Faced with the realization that there had not been a major change in the basic Funny Car chassis since the 1970s, Force’s crew chiefs, aided by Ford engineers and chassis designer Murf McKinney, completed a total re-design that insured greater structural support while enhancing the “cocoon” around the driver.
If that task wasn’t sufficiently daunting, at about the same time, Force’s mechanical “brain trust” began developing the BOSS 500, which now powers every vehicle in JFR’s Ford Funny Car fleet as well as the Top Fuel dragster.
The Funny Car juggernaut that has dominated the NHRA series for more than two decades owes its resilience to a strict adherence to the motto that appears on one of its most popular T-shirts: “Never Give Up; Never Back Down; Never Lose Faith.”
While Force’s individual contributions have been significant, two other drivers have won championships for the four-car team that now races out of a 180,000-square-foot shop in Brownsburg, Ind.
Tony Pedregon won the 2003 NHRA Funny Car title in a JFR Mustang and Robert “Top Gun” Hight prevailed in 2009 in another JFR Ford sponsored by the Automobile Club of Southern California.
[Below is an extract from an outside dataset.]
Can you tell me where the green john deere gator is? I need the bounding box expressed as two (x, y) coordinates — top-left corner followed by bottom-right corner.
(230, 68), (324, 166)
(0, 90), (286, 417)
In addition, five other drivers including 2012 Rookie of the Year Courtney Force have contributed to the JFR and Ford victory total.
In addition to Force’s NHRA record 134 victories (71 of them in Mustangs), Pedregon and Hight both won 27 times, Mike Neff 10 times, Gary Densham eight, Medlen six, Ashley Force Hood four and Courtney one.
The only driver to have won two or more races in each of his first eight pro seasons, Hight claimed the 2009 series championship with a dramatic worst-to-first drive that made him the first and only driver in any class to win from the 10th, and final, starting position in the NHRA’s Countdown to 1 playoffs.
Inspired by Hight’s performance, Force returned to the top of the order in 2010 when he drove his Castrol GTX HIGH MILEAGE Ford to six wins, thereby applying an exclamation point to his 25th season with Castrol sponsorship.
Even though Force is now 63, there is no indication that the team he created is losing any of its traction. That’s because, over the last several seasons, more-and-more attention has been focused on a new generation of drivers and mechanics charged with the responsibility of keeping the team in the Full Throttle winners’ circle not just for years, but for decades to come.
“It’s the changing of the guard,” Force said. “I know I can’t go on forever and I want this team to continue to compete at the same high level in the future.”
Nevertheless, while the focus is the future, the present doesn’t look that bad, either. Over the last eight seasons, four different JFR drivers have earned the Auto Club’s Road to the Future Award that designates the NHRA tour Rookie-of-the-Year.
That, too, is the stuff of dynasties.